Oct. 6 (Bloomberg) -- Sri Lanka’s economy may grow about 8.3 percent in 2011, less than an earlier forecast of 8.5 percent, due to a decline in agricultural activity in the first quarter, the central bank’s deputy governor said.
The inflation rate will likely fall to less than 6 percent by December and the central bank won’t immediately cut benchmark interest rates, Dharma Dheerasinghe said in Colombo today.
“We think the current monetary stance is sufficient,” he said. “Unless we see some extraordinary development we will continue with this policy.”

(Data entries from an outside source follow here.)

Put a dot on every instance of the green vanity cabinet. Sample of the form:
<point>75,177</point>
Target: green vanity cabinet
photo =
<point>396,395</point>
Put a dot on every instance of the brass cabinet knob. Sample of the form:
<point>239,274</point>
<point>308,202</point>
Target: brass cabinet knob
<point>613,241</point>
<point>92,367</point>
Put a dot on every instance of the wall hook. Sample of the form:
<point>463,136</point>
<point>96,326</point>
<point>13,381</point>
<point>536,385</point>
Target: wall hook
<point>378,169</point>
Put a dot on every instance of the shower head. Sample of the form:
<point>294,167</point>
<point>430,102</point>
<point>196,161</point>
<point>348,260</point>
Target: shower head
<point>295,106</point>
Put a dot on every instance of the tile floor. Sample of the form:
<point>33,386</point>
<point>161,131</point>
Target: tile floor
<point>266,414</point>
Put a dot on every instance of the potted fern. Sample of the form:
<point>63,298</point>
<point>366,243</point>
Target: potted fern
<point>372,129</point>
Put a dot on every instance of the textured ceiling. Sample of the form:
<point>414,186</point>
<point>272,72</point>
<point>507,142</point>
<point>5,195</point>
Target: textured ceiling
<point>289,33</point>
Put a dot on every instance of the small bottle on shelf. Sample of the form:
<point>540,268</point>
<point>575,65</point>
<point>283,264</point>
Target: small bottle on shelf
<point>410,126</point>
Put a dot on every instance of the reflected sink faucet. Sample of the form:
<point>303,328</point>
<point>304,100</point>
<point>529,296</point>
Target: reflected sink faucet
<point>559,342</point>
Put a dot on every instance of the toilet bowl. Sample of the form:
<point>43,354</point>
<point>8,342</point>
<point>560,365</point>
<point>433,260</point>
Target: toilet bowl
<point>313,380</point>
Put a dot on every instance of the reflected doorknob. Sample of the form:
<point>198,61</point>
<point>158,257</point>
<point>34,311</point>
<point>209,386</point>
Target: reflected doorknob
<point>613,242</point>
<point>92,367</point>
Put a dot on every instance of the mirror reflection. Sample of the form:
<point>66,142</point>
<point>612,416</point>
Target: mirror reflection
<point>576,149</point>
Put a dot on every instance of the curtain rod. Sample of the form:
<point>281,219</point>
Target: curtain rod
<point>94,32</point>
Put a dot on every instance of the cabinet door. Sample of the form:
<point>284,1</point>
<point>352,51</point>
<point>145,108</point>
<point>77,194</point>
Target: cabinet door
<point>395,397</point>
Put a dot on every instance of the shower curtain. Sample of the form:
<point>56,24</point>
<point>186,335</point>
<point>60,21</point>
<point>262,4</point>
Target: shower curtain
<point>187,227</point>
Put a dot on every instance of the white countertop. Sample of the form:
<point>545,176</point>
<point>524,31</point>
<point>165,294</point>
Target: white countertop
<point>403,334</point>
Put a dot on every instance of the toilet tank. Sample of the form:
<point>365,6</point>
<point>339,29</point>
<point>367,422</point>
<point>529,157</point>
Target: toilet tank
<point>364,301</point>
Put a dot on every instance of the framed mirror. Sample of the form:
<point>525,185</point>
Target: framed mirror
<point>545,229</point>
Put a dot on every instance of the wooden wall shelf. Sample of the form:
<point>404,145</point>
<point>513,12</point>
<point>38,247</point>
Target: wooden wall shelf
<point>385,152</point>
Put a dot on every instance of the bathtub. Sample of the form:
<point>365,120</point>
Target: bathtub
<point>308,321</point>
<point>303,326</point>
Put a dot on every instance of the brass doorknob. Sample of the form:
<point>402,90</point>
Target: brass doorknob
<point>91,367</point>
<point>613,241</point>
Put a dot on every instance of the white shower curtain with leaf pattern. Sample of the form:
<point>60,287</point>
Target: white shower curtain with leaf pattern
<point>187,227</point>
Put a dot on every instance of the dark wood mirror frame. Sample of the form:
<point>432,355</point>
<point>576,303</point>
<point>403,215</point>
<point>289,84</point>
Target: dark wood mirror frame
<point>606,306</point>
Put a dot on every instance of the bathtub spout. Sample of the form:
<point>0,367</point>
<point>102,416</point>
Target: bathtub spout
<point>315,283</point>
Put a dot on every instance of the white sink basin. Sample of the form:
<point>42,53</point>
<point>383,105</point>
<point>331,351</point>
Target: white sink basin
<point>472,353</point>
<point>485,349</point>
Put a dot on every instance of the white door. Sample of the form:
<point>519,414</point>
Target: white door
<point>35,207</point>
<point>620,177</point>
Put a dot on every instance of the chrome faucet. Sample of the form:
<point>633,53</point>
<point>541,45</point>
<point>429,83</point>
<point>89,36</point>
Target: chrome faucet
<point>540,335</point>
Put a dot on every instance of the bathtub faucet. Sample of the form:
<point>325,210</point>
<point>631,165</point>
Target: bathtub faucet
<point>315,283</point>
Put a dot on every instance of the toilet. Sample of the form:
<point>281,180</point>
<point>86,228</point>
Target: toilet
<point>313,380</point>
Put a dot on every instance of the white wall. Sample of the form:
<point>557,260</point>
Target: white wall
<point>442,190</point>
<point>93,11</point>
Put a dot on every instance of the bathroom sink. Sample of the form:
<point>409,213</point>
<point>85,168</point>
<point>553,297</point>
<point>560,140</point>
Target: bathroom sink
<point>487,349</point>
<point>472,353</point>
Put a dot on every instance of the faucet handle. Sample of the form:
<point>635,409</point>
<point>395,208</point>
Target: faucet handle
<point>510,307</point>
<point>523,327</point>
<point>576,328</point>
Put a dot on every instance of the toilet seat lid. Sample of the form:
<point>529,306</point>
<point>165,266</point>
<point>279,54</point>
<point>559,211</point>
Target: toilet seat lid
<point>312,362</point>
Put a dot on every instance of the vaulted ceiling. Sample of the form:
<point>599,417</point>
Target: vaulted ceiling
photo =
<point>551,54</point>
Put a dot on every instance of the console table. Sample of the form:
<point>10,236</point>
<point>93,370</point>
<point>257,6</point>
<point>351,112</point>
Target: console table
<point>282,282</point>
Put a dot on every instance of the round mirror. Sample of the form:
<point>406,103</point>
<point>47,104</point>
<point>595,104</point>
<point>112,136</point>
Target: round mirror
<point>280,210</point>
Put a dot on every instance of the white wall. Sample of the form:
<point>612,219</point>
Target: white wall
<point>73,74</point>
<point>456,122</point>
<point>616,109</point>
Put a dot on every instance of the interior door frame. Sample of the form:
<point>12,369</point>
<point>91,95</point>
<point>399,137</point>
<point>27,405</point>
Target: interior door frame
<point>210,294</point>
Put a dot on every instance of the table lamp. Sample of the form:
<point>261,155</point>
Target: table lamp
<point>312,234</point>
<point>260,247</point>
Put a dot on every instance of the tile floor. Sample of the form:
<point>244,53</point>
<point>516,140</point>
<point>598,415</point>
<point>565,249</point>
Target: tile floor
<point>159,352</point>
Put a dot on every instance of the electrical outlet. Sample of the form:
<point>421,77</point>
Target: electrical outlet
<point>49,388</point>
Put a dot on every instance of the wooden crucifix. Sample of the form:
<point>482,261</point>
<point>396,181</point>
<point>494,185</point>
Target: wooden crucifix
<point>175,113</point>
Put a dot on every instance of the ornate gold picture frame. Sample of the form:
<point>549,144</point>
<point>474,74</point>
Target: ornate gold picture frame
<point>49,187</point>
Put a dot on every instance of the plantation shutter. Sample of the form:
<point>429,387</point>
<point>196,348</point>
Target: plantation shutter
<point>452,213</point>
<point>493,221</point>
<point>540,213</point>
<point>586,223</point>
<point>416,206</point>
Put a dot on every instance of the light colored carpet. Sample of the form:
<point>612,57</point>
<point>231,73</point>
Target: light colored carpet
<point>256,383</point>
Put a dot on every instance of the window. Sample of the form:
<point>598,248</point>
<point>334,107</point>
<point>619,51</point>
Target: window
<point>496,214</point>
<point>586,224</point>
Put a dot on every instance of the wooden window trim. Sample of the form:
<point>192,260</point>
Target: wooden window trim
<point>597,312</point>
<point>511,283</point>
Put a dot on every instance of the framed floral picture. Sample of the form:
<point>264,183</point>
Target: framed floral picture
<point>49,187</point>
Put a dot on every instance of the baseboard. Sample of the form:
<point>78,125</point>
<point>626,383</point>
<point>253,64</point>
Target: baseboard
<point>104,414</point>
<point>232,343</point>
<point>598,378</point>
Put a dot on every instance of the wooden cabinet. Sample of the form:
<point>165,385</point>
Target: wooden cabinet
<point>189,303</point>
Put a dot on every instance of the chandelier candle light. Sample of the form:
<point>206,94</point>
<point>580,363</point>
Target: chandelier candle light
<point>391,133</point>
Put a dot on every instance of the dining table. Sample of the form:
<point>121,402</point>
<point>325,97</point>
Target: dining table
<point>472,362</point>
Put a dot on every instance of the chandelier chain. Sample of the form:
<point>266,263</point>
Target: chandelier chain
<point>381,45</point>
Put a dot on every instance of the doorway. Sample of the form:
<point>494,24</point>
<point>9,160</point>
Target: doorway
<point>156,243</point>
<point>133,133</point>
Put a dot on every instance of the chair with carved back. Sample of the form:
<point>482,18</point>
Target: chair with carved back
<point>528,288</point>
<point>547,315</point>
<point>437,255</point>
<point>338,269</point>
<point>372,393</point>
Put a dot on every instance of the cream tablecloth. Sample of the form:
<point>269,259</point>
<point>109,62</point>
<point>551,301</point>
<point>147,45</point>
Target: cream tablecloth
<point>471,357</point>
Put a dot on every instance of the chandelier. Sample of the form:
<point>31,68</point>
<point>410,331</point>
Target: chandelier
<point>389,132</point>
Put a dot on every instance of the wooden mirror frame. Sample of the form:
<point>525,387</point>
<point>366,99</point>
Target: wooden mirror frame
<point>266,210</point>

Sri Lanka’s inflation slowed to a one-year low in September, as increased food supplies and a 0.7 percent rise in the local currency against the dollar so far this year helped curb price gains. Central Bank Governor Ajith Nivard Cabraal has left borrowing costs unchanged since January to support growth as the global recovery weakens.
The bank will announce its October monetary policy review on Monday.
Growth in the $50 billion economy accelerated to 8.2 percent in the three months through June, compared with a 7.9 percent pace in the first quarter. The value of Sri Lanka’s agricultural output expanded 1.9 percent in the three months through June, after shrinking 5.1 percent in the previous quarter as floods destroyed crops.
Consumer prices in the capital, Colombo, increased 6.4 percent in September from a year earlier after gaining 7 percent in August, the Department of Census and Statistics said Sept. 30.